The sequel Echte Wiener II - Die Deppat'n und die Gspritzt'n is planned to open in December 2010.

== Characters ==

===Edmund "Mundl" Sackbauer===

Edmund Sackbauer is the main character of the series. In the first 13 episodes he is shown as very tyrannical and angry. After a big quarrel with his wife and a serious accident at work, he changes, and the program lost something of its joke because Mundl's "fits" were really amusing.

=== Antonia Sackbauer ===
Antonia ("Toni") Sackbauer is Edmund Sackbauer's wife. Although a woman of few words, she generally has the last word and unlike her husband, always makes rational decisions. She is a housewife, but because of money problems gets a job as a janitor in a drugstore. She is warm and generous and a confidante to many of her friends and acquaintances.

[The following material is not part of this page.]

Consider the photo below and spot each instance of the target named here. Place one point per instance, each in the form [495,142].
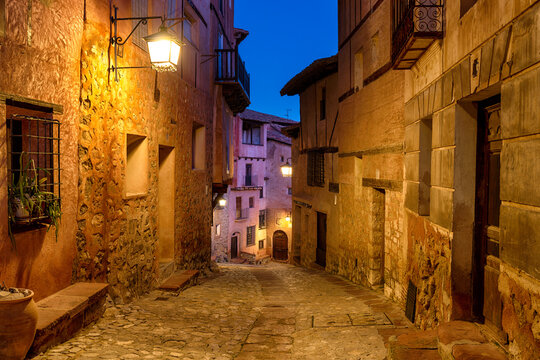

In the course of the series we learn that the super, Kurt Blahovec, once thought about marrying her.

===Karl Sackbauer===
Karl ("Karli") is the Sackbauers' older child and takes after his father: like Mundl he likes drinking beer, shouts a lot, and uses a lot of obscenities that sometimes get him in trouble. Very early in the series he marries Irma Werner and by the end they have two children, René and Petra. He fights a lot with his sister and is extremely disrespectful to his parents. He drives a forklift but a promotion to supervisor enables him to afford his own apartment.

In the book on which the series is based, he turned his back on Vienna and went to Paris, where he did well as a wrestler; this had to be changed after the slightly built Klaus Rott was cast in the part, and also there was no money for filming out of the country.

Rott had a cabaret act as Karli in which he continued the story of the Sackbauers.

===Johanna Sackbauer===
"Hanni" is the Sackbauers' younger child and in the first episode becomes engaged to an avant garde writer, Franz Vejvoda, leading to big problems in the family. She is often envious and takes offense easily. Starting with the episode Jahreswende she is preoccupied with women's liberation, which also causes problems in her male-dominated family. To keep up with her fiancé she takes college courses in literature and typing.

===Johann Sackbauer===
Mundl's brother, known as "Schani," is sympathetic to the family and often talks Mundl down from his rages.